Ms. Debbie Cronin, who has had Cardona for all three of his drawing classes, said that he is a hardworking student and that he creates “professional work.”
“I want students to have a sense of completion, and I want them to have a sense of pride in their work, and I want to push them as far as they can be pushed,” she said. “But Albert always pushes himself further, and he accomplishes things that I would think are outside the scope of a student.”
Two works of his stood out to her as examples of his dedication: the first was a portrait of Zlatan Ibrahimović, a Swedish soccer player; the second, a large family portrait depicting members of Cardona’s family as spray cans of different sizes and colors with a graffiti background.
She also noted how he is unafraid to put in time after school and at lunch to work on his art.
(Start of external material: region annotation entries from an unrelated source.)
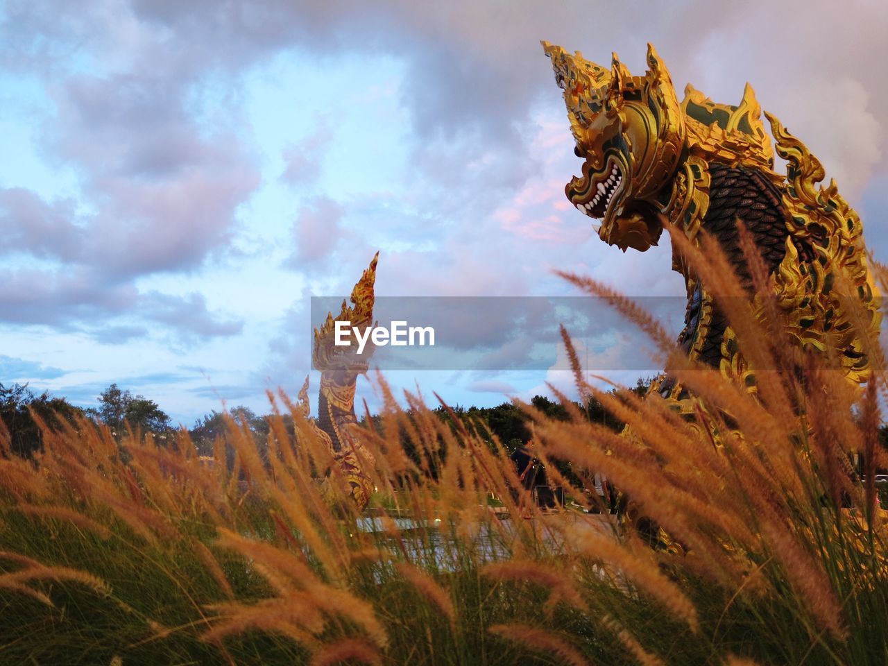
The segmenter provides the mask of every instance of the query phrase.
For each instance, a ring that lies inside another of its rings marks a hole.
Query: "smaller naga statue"
[[[342,302],[339,314],[332,313],[320,329],[314,329],[314,345],[312,361],[321,372],[321,388],[318,392],[318,422],[315,436],[322,441],[333,456],[337,466],[337,477],[346,484],[343,495],[350,496],[359,509],[364,509],[370,499],[373,482],[368,473],[376,460],[373,454],[353,433],[357,424],[354,414],[355,385],[360,375],[368,369],[367,357],[357,358],[353,348],[337,346],[335,329],[337,321],[350,321],[354,329],[363,329],[373,323],[373,284],[377,276],[379,253],[364,270],[361,280],[352,290],[349,305]],[[308,379],[300,392],[303,408],[308,410]]]
[[[876,339],[880,313],[860,219],[835,182],[815,187],[824,176],[821,163],[765,114],[788,163],[785,176],[773,170],[773,148],[752,88],[747,84],[739,104],[726,105],[688,85],[679,102],[650,44],[647,71],[633,76],[615,53],[607,67],[542,44],[564,91],[575,152],[584,160],[582,175],[565,192],[578,210],[599,220],[599,237],[623,251],[644,251],[667,226],[694,247],[704,230],[751,299],[757,297],[744,260],[741,221],[768,271],[769,296],[789,337],[801,349],[829,349],[849,381],[865,382],[871,369],[861,338]],[[740,377],[754,390],[756,369],[742,359],[710,286],[686,263],[674,250],[673,269],[687,292],[678,344],[692,360]],[[839,284],[844,290],[834,289]],[[865,313],[866,336],[853,325],[852,310]],[[661,379],[653,390],[679,411],[693,411],[678,383]]]

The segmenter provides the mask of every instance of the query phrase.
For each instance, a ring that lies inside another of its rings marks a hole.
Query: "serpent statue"
[[[696,247],[704,233],[719,244],[754,298],[737,224],[742,222],[768,272],[785,332],[800,349],[831,352],[850,382],[864,383],[872,370],[863,338],[877,337],[881,315],[860,217],[835,182],[817,186],[824,176],[819,160],[765,114],[777,153],[787,162],[785,176],[773,170],[774,148],[752,88],[747,84],[733,106],[715,103],[688,85],[679,102],[666,66],[650,45],[647,71],[633,76],[615,53],[605,67],[579,52],[571,55],[542,44],[564,91],[575,152],[584,159],[582,176],[565,192],[578,210],[599,220],[594,225],[599,237],[623,251],[644,251],[667,226]],[[356,327],[372,322],[377,259],[355,285],[352,306],[343,302],[339,314],[330,313],[315,330],[313,356],[322,370],[315,434],[359,508],[367,505],[373,488],[368,473],[373,456],[351,427],[356,423],[355,382],[367,364],[335,348],[333,339],[337,321]],[[740,377],[755,391],[755,369],[742,358],[715,295],[677,250],[672,263],[687,292],[678,345],[691,360]],[[843,289],[835,288],[840,284]],[[849,293],[857,300],[853,307]],[[755,312],[764,317],[763,308]],[[861,312],[862,332],[852,321]],[[694,413],[694,399],[671,377],[662,377],[651,390],[679,412]],[[307,414],[305,395],[304,388]]]
[[[564,91],[575,152],[584,158],[582,176],[571,179],[565,193],[578,210],[599,220],[593,224],[599,237],[623,251],[644,251],[666,226],[698,248],[706,234],[751,298],[741,221],[768,271],[770,296],[793,343],[803,350],[829,349],[850,382],[865,382],[871,369],[861,338],[877,337],[880,313],[860,219],[834,181],[815,187],[824,176],[821,163],[765,113],[777,153],[787,162],[786,176],[773,170],[773,148],[752,88],[747,84],[740,103],[729,106],[688,85],[679,102],[650,44],[647,71],[633,76],[615,53],[606,67],[580,52],[571,55],[542,44]],[[678,345],[691,360],[739,377],[754,391],[755,369],[742,358],[708,285],[675,249],[672,267],[687,291]],[[834,289],[839,283],[844,290]],[[848,293],[858,302],[849,304]],[[866,336],[852,321],[860,312]],[[679,412],[693,413],[693,398],[673,379],[662,377],[652,390]]]
[[[337,321],[350,321],[355,329],[363,329],[373,323],[373,285],[377,276],[379,253],[370,261],[361,280],[352,290],[349,305],[343,301],[342,309],[334,317],[332,313],[320,329],[314,329],[312,364],[321,372],[321,387],[318,391],[318,420],[308,421],[315,439],[332,455],[337,466],[336,474],[328,474],[325,482],[341,481],[345,488],[338,493],[329,493],[331,499],[349,496],[360,510],[370,499],[373,482],[369,471],[376,463],[373,454],[355,437],[353,426],[357,424],[354,414],[354,391],[358,376],[367,372],[369,353],[358,359],[352,347],[335,345]],[[299,403],[304,416],[309,413],[308,379],[299,392]]]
Like Ms. Cronin, Paul Bullington ’16, a classmate of Cardona’s in AP Studio Art who frequently collaborates with him on projects, also said that Cardona has great skill as an artist.
“I think he has lots of potential,” he said. “All of the stuff he produces is real top cheddar, so I think he could go places.”
Though he has known Cardona all four years at Brophy, Bullington said that he has really gotten to known him this year and that he is glad to have had the opportunity.
“Albert’s awesome. I’m glad I got to known him this year,” he said. “He’s a happy guy. He’s so upbeat and always interested in what’s going on in my life.”
Though he said he is more interested in pursuing engineering in college, Cardona said he will definitely fit art into his schedule in the coming years.